Robert Downey, Jr. quips valiantly amidst a wall of cacophony and empty spectacle that winds up feeling like a Victorian migraine

You’re not going to find the word “KA-BLAM!” in any of Sir Arthur Conan Doyle’s chronicles of the adventures of Sherlock Holmes, but it’s a term that must pop up on about every other page of the screenplay for “Sherlock Holmes: A Game of Shadows,” director Guy Ritchie’s second desecration of the corpse of one of literature’s great characters.

Detective work with some occasional fisticuffs and gunplay thrown in may be all well and good for people who still actually read books, one imagines Ritchie thinking … but to make Holmes relevant to 21st century audiences, there has to be post-“Matrix” slo-mo sequences devoted to kung fu and/or heavy artillery, interspersed with constant cacophony and occasional gadding about.

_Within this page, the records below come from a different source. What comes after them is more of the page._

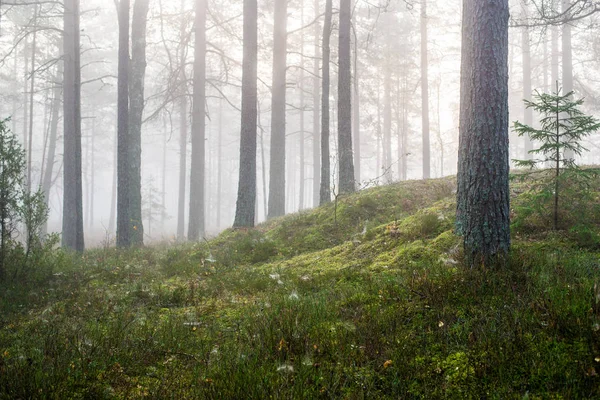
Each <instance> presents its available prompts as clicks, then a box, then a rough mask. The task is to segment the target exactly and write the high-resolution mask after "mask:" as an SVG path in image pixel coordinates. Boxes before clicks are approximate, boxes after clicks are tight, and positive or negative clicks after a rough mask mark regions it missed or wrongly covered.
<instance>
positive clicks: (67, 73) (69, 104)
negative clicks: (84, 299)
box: [62, 0, 85, 252]
mask: <svg viewBox="0 0 600 400" xmlns="http://www.w3.org/2000/svg"><path fill="white" fill-rule="evenodd" d="M79 32H80V30H79V0H67V1H65V4H64V34H63V39H64V44H63V47H64V83H63V96H64V100H63V106H64V110H63V115H64V152H63V154H64V196H63V237H62V244H63V247H65V248H67V249H69V250H74V251H77V252H83V250H84V248H85V244H84V237H83V236H84V234H83V192H82V176H81V61H80V54H81V47H80V39H79Z"/></svg>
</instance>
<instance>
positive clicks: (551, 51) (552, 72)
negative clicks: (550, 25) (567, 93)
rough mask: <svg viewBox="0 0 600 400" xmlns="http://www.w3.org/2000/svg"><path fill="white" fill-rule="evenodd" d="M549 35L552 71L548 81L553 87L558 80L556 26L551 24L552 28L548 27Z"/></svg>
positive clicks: (551, 67)
mask: <svg viewBox="0 0 600 400" xmlns="http://www.w3.org/2000/svg"><path fill="white" fill-rule="evenodd" d="M550 35H551V42H552V45H551V52H552V55H551V59H552V61H551V69H552V73H551V75H550V76H551V80H552V81H551V82H550V87H553V86H554V85H556V82H557V81H558V79H559V78H558V64H559V60H558V59H559V46H558V27H556V26H553V27H552V28H550Z"/></svg>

Sadly, the first “Sherlock Holmes” was a hit, despite the fact that Ritchie’s big-screen interpretation of the legendary sleuth resembles Conan Doyle’s creation as much as the hero of the low-budget thriller “Jesus Christ, Vampire Hunter” calls to mind the protagonist of the New Testament.

There are moments when it feels like “A Game of Shadows” is getting Holmes right, only it’s Mycroft and not Sherlock — the titular gumshoe’s brother is played by Stephen Fry, whose periodic appearances in the movie feel like a wonderful visit from someone who’s actually read the books.

Would that this film were about Mycroft, then, and not the man he calls “Sherlie.”

Robert Downey, Jr. returns as the detail-oriented, socially awkward detective, who has begun piecing together the far-flung threads of a conspiracy being woven by the nefarious Professor Moriarity (Jared Harris). The dastardly professor has turned himself into a one-man military-industrial complex, setting out to do what all military-industrial complexes do: Start a war so that the cash will come rolling in.

Moriarity proves himself to be a formidable foe for Holmes, quickly dispatching Irene Adler (Rachel McAdams) — admittedly, one of the film’s smartest moves is getting rid of this character in a hurry — and sending his goons to kill Dr. Watson (Jude Law) and his new bride Mary (Kelly Reilly) as they attempt to honeymoon in Brighton.

Holmes and Watson, aided by a Romany fortune-teller (Noomi Rapace, of the original Swedish “The Girl with the Dragon Tattoo” and its sequels), pursue Moriarity to the edge of Reichenbach Falls in an attempt to prevent the academic from starting World War I several decades early.

In its favor, “Game of Shadows” gives us a sinister plot that’s a notch or two smarter than most of the schemes hatched by 007’s nemeses (even if it feels all too familiar), and there are occasional moments when Ritchie has fun with period spectacle, whether it’s a roomful of waltzing diplomats or an elaborately-staged production of “Don Giovanni” at the Paris Opera.

If only the CG-heavy evocations of 1891 London or the dwelled-upon internal mechanics of firearms had the heft or the simplicity of those opera singers dressed up like singing statues or devilish minions — time and again, the film assaults the eyes with cartoonish visual trickery and deflates the story with its obvious artificiality. (A game of shadows, indeed.)

When the film slows down enough to let us enjoy the interplay between its talented cast members or to allow us to pick up on little clues along the way that let us attempt to join Holmes in solving the mystery, this new “Sherlock Holmes” offers moments of vitality that are all too quickly crushed by the next exploding set piece.

Two hours of Downey and Harris sparring over a chessboard would have provided many more thrills, but neither Ritchie nor the suits at Warner Bros. would have any idea how to make or market a Sherlock Holmes movie featuring the actual character rather than some pipe-smoking, 19th century James Bond with a weakness for coca leaves and jiu jitsu.